Stevens had never intended to enter the car business, but there was much buzz after the single prototype was shown in New York (after some desperate wrangling to get the car into the show) that his sons David and Steve soon found themselves building this very appealing and very basic sports car for customers. Dad provided critical help through his extensive auto industry contacts, but his two sons did the heavy lifting. The car captured the attention of several industry players, including Briggs Cunningham and Hubert Brundage (of Brumos Porsche fame).
Between 1964 and 1969, the Stevens family and their crew built 359 examples of the Series I SS. For production cars, a 350hp, 327cid Chevrolet small block engine was mounted far back in a Studebaker Hawk chassis – a full 29 inches further than standard. With its skimpy fiberglass body, the Excalibur was incredibly quick, reaching 60 mph in 5.4 seconds. With that sort of performance, it could show an E-Type, Sunbeam Tiger, and even a Shelby Cobra 289 a clean set of heels, at least in a straight line. An article in Automobile Quarterly, Volume 38, Number 3, captured the essence of the SS in the six words of its title: “Excalibur: Subtle Like a Broad Sword.”
This 1967 Excalibur SS is an outstanding example that was previously a cherished, low mileage original car before being taken down to a bare chassis and painstakingly restored during previous ownership. It is truly one of the finest examples of its kind, restored to a standard rarely seen on early Excaliburs. Finished in striking and beautifully executed black paint over red upholstery, it is dressed with sparkling chrome wire wheels, side pipes, luggage rack, and a canvas soft top. This car is powered by a potent, date-coded 327-cid L-79 Corvette engine mated to a period-correct Muncie four-speed manual transmission, which are believed to be original. It is one of just 38 units produced in 1967 and is undoubtedly one of the very best extant.
The nut-and-bolt restoration included completely refinishing the Studebaker-sourced chassis and suspension components in gloss black, while the suspension was rebuilt to include new shocks and custom-made red spring gaiters. The brakes were also rebuilt and fitted with fresh pads and shoes. Additionally, a new ignition system was fitted, the fuel system renewed, and the original radiator re-cored and plumbed with all new lines. The engine is well-detailed, and topped with a set of authentic Excalibur SS valve covers.
Repainted in gleaming, sinister black, the Excalibur was carefully reassembled, and a fresh red leather interior and black Stayfast top were installed. Paint quality is superb with high-quality detailing, fit, and finish. The cockpit features an engine-turned alloy instrument panel housing an array of period-correct gauges, switches, and an original Motorola Radio that you may or may not stand a chance of hearing once the 350-hp 327 is on-song. Finishing it all off is a set of chrome Dayton wire wheels shod with BF Goodrich Silvertown red line radial tires.

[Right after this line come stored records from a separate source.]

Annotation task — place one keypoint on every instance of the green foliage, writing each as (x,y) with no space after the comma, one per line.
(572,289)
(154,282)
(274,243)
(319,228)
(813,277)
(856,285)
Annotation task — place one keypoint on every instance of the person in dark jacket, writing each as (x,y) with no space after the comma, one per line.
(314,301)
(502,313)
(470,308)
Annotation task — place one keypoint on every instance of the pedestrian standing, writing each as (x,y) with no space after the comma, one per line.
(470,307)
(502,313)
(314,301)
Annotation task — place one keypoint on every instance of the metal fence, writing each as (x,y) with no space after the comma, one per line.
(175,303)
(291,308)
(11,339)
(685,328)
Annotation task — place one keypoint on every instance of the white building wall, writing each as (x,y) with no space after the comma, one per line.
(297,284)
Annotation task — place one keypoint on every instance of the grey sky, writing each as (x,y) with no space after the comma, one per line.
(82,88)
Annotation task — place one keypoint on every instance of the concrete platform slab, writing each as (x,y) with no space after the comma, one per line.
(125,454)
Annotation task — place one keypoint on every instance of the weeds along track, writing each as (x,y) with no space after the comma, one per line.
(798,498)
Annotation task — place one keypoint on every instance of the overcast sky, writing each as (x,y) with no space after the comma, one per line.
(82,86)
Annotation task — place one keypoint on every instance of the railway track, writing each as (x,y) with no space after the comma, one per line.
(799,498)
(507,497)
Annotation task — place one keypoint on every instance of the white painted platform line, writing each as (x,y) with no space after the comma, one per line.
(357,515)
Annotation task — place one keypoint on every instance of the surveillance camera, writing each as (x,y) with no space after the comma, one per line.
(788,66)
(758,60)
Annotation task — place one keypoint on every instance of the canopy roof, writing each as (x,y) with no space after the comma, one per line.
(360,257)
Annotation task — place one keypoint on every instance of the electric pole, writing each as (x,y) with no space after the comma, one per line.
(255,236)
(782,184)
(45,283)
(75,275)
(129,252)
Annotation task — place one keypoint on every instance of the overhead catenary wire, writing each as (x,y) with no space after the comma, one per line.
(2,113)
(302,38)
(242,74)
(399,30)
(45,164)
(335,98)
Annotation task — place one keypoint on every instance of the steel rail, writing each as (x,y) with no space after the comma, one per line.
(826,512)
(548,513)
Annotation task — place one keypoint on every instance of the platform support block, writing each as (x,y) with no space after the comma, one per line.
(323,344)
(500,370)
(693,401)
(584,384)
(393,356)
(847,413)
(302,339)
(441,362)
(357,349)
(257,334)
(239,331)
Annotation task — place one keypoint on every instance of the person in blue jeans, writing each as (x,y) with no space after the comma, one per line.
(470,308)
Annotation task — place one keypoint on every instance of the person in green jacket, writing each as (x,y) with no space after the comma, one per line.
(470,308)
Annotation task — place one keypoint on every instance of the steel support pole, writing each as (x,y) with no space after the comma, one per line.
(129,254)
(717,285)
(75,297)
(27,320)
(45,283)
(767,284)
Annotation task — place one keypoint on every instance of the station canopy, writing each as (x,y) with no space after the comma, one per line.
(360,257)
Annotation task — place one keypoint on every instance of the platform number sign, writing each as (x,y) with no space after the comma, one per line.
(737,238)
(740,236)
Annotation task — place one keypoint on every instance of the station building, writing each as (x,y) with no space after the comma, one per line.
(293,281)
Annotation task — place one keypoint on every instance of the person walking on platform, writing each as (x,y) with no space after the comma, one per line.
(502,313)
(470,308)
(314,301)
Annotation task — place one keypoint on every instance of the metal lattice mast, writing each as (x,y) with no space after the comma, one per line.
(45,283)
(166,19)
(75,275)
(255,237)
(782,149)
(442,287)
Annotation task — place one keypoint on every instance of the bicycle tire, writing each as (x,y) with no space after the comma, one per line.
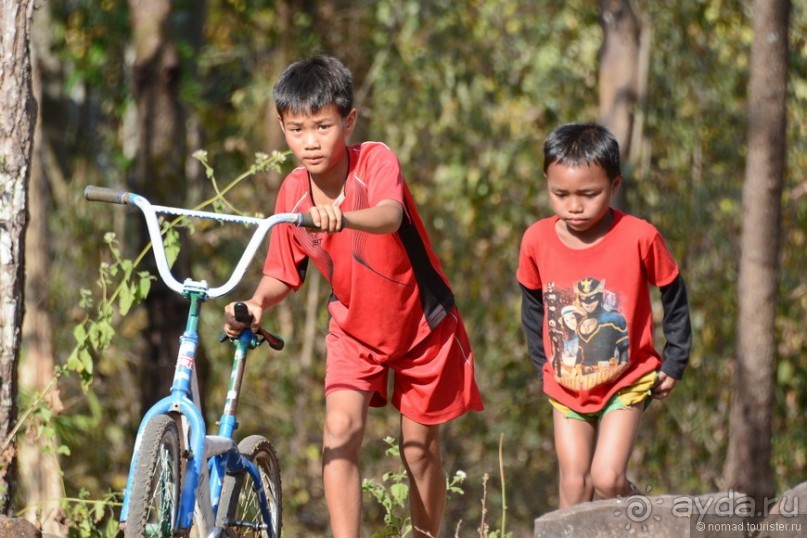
(156,483)
(239,510)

Excalibur SS roadsters are undoubtedly rare, and those treated with this level of care and attention to detail are virtually unheard-of. Since its restoration, this early “no door” Excalibur SS has been stored in a climate-controlled Texas garage and occasionally displayed. Once you’ve seen and driven this thrilling SS Series 1, you’ll find that it has far more in common with lairy elemental sports cars like an Allard J2 or Kurtis 500S than with its later—and more lavish—Excalibur siblings.